Hint: First apply the sum formula of cosine on \[\cos x + \cos 3x\] then factor out the common term \[\cos 2x\], as \[\cos x \ne \dfrac{1}{2}\] so equate \[\cos 2x\] to zero. Now, use the value \[\cos \dfrac{\pi }{2} = 0\] to obtain the of x. Lastly use the formula of general solution of cosine to obtain the required result.

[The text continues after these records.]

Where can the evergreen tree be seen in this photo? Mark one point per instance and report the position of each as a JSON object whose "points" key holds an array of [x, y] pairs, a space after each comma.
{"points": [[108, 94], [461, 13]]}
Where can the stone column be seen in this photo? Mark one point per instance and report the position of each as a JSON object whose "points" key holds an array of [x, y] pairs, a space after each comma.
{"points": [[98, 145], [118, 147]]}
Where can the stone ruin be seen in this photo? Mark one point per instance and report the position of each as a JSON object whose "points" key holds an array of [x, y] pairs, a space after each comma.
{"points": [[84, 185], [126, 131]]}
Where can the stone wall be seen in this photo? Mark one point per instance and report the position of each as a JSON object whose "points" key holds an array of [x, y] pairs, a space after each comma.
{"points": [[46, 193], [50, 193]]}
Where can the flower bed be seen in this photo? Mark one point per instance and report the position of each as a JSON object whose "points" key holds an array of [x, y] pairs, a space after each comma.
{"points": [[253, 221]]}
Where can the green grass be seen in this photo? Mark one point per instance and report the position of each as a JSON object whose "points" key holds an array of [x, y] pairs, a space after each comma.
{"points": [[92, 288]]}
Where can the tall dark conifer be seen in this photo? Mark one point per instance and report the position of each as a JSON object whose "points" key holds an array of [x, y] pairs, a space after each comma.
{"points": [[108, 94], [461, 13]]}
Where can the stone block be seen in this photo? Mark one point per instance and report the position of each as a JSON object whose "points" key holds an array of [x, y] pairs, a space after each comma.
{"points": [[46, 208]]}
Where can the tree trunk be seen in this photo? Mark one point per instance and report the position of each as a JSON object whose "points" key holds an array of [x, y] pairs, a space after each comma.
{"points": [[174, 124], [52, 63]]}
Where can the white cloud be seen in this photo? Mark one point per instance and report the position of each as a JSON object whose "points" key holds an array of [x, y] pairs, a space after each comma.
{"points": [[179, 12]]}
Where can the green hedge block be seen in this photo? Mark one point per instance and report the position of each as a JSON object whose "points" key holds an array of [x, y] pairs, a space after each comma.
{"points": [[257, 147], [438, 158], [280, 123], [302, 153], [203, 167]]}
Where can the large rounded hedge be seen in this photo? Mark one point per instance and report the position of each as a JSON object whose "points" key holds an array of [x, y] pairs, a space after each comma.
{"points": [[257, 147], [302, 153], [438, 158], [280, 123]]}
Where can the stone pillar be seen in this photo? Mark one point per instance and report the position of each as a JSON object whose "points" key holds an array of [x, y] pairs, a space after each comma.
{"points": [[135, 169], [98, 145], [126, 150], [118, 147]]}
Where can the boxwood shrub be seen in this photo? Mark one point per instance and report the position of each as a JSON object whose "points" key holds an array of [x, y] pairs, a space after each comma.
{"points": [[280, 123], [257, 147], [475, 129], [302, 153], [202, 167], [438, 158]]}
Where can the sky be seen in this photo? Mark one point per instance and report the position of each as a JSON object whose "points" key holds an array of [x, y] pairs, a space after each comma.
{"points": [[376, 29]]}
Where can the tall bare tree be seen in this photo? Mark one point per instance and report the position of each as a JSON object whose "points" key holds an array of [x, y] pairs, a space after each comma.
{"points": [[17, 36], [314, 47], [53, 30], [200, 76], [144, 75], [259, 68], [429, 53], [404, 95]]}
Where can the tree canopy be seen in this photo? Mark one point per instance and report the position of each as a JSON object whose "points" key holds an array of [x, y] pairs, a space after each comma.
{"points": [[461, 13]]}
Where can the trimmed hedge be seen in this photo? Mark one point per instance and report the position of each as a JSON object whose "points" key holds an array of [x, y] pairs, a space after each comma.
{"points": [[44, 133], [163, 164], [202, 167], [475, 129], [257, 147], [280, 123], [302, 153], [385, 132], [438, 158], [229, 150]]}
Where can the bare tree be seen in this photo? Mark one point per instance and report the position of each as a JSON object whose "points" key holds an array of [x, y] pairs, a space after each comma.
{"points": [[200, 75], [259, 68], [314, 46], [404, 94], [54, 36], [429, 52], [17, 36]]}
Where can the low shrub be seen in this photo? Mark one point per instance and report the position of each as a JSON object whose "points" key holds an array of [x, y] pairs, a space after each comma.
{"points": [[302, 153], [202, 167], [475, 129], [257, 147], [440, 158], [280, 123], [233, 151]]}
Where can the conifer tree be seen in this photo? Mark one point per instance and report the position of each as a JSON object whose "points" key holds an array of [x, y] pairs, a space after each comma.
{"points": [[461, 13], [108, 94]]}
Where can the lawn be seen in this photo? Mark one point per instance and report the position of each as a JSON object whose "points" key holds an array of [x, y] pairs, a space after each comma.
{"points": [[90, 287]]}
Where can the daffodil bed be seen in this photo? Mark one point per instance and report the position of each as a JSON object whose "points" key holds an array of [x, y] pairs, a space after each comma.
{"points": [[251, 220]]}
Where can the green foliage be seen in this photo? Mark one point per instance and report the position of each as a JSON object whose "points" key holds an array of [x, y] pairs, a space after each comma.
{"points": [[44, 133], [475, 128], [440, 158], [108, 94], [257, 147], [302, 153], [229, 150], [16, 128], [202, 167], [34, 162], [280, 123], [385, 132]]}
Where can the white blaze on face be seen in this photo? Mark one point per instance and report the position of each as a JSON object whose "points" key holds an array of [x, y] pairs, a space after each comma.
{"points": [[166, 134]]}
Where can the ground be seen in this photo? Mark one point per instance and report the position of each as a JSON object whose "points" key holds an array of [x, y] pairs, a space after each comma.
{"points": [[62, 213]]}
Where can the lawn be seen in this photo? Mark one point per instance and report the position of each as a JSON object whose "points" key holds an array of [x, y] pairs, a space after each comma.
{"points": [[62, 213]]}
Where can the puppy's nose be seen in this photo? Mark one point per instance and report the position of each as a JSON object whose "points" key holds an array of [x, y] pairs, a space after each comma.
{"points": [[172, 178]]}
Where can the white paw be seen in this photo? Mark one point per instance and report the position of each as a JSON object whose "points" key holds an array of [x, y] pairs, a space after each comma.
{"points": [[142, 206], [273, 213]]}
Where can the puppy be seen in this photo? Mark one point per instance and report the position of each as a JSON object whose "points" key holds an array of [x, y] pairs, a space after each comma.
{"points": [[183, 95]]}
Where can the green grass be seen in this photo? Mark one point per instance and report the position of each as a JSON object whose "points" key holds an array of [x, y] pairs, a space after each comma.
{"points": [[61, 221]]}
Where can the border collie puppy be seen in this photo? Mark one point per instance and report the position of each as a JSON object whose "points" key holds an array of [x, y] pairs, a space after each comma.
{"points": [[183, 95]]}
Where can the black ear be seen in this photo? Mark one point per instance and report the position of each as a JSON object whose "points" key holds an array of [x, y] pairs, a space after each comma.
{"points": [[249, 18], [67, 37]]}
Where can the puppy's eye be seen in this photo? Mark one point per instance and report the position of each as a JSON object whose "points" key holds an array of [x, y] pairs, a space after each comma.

Formula Used:The sum formula of cosine is,
\[cos{\rm{ }}C{\rm{ }} + {\rm{ }}cos{\rm{ }}D{\rm{ }} = {\rm{ }}2{\rm{ }}cos\dfrac{{\left( {C{\rm{ }} + {\rm{ }}D} \right)}}{2}{\rm{ }}cos\dfrac{{\left( {C{\rm{ }}-{\rm{ }}D} \right)}}{2}\] .
The general solution of
 \[\begin{array}{l}\cos x = \cos \theta \\ \Rightarrow x = 2n\pi \pm \theta \end{array}\]



Complete step by step solution:The given equation is,
\[\cos x + \cos 2x + \cos 3x = 0\]
\[\Rightarrow (\cos x + \cos 3x) + \cos 2x = 0\]
\[\Rightarrow 2\cos \dfrac{{x + 3x}}{2}\cos \dfrac{{3x - x}}{2} + \cos 2x = 0\]
\[\Rightarrow 2\cos 2x\cos x + \cos 2x = 0\]
\[\Rightarrow \cos 2x(2\cos x + 1) = 0\]
\[\Rightarrow \cos 2x = 0{\rm{ or 1 + 2cosx = 0}}\]
But, \[\cos x \ne \dfrac{1}{2}\]
Therefore,
\[\cos 2x = 0\]
\[\Rightarrow \cos 2x = \cos \dfrac{\pi }{2}\]
\[\Rightarrow 2x = \dfrac{\pi }{2}\]
\[\Rightarrow x = \dfrac{\pi }{4}\]
Therefore, the solution is \[2n\pi \pm \dfrac{\pi }{4}\] .



Option ‘A’ is correct



Note: Sometime students write \[x = \dfrac{\pi }{4}\] as answer but this is partially correct as this answer does not cover all the angles for which \[\cos 2x = 0\], so here we need to use the general formula and write the answer as \[2n\pi \pm \dfrac{\pi }{4}\].